Riz Ahmed says the way Muslims are portrayed in movies is 'messed up'
Riz Ahmed still shakes his head at the way Muslims are portrayed onscreen.
"The game right now is messed up. The game right now is rigged," Ahmed said in a new interview with news outlet Muslim. "Muslims are either not on screen or they are [and] they're the bad guys. They're perpetrators or victims of violence. We're either invisible or we’re villainized, cause the stories we tell about our community affect the laws that get passed, the people that get attacked, the people that get invaded."
Watching a clip form the 2014, Clint Eastwood-directed blockbuster film American Sniper, in which star Bradley Cooper shoots a Muslim child during the Iraq War, Ahmed shook his head.
"This is so f***** up," he said. "It's actually hard to watch this and not get angry … It's crazy to think that, like, how many people had to say this was OK for this to be made. I don't think we even have the time to fully explain how f***** up that clip is on so many levels. It's just super racist."
He pointed out that most of the Muslim people featured were terrorists.

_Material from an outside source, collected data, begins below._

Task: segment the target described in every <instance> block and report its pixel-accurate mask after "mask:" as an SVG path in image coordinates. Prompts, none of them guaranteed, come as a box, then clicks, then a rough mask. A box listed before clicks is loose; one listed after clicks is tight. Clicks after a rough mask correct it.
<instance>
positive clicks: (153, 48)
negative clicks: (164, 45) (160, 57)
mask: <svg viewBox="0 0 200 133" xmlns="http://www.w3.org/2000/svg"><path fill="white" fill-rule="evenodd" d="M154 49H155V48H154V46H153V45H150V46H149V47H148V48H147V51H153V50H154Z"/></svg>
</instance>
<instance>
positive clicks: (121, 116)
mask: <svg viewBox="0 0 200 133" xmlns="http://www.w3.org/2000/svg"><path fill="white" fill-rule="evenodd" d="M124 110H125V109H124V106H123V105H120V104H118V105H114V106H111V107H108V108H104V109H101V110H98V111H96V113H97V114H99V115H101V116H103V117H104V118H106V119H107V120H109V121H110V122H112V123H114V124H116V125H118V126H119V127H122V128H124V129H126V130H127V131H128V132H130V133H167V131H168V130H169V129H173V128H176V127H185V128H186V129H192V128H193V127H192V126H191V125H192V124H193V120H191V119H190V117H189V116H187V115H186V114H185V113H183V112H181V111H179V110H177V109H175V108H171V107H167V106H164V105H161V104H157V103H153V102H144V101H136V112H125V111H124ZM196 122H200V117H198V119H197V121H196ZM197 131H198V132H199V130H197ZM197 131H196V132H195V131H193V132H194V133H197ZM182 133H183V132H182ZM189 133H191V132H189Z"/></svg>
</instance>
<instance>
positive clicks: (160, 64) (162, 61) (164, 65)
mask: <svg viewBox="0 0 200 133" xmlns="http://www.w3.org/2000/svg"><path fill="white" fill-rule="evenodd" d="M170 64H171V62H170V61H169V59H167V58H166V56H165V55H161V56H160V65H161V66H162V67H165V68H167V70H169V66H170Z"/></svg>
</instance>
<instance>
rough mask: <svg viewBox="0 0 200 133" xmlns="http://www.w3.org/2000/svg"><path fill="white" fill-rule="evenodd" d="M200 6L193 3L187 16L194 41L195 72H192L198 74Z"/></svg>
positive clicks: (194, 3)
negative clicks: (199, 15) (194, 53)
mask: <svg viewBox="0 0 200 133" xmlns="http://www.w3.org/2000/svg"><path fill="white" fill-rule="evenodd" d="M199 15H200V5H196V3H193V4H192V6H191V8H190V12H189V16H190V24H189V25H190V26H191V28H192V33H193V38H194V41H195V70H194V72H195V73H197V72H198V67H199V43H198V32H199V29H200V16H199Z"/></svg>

"[We're] gonna look back on that and look at it with the same cringe as we look at, you know, films that had blackface in them. Or films with, like, you know, cowboys and Indians, [where] the only good Indian is a dead Indian," said Ahmed, who's been outspoken about the importance of diversity and his experiences with racism. "Really, that's what you're saying, the only good Muslim is a dead one. This stuff’s so dangerous, because it enables the invasion of countries. It enables hate crimes. It enables discriminatory and racist laws being passed."
He pronounced such style of film "wack, outdated, racist" and said such carelessness "costs lives."
The Rogue One: A Star Wars Story actor implored filmmakers to show a Muslim community that's more diverse, when it comes to race, geography, gender, sexuality and abilities. In June, Ahmed and his film company, Left Handed Films, partnered with the University of Southern California's Inclusion Initiative and others to address the problem of underrepresentation through grants and mentorships to Muslim filmmakers. This followed the university's Annenberg School for Communications and Journalism's report that, of the top-grossing movies from 2017-2019, just 10 percent had any type of Muslim character, while fewer than 2 percent of those characters had dialogue. In real life, Muslims comprise nearly a quarter of the world's population.
Ahmed also co-wrote and starred in the new movie Mogul Mowgli, about a British Pakistani rapper, which is a background strikingly similar to Ahmed's own. (He was born in Britain to a Pakistani family and has performed as a musician.) The character's name is actually Zaheer, but he goes by Zed, and that's also a situation familiar to the man who played him. Ahmed's first name is actually Rizwan.
"Zaheer has changed his name to Zed and the question is, is that a choice he made or is that something he was forced to do, because [he wanted] to fit in, because people couldn’t pronounce his name," Ahmed explained. "And I sometimes ask myself that question. I have kind of censored my full name, and on some level, I wonder whether it's just got too much weight and too much history."
On that subject, Ahmed had clearly made a decision.
"One thing I'll say is, after this film, I introduce myself as Rizwan," he said.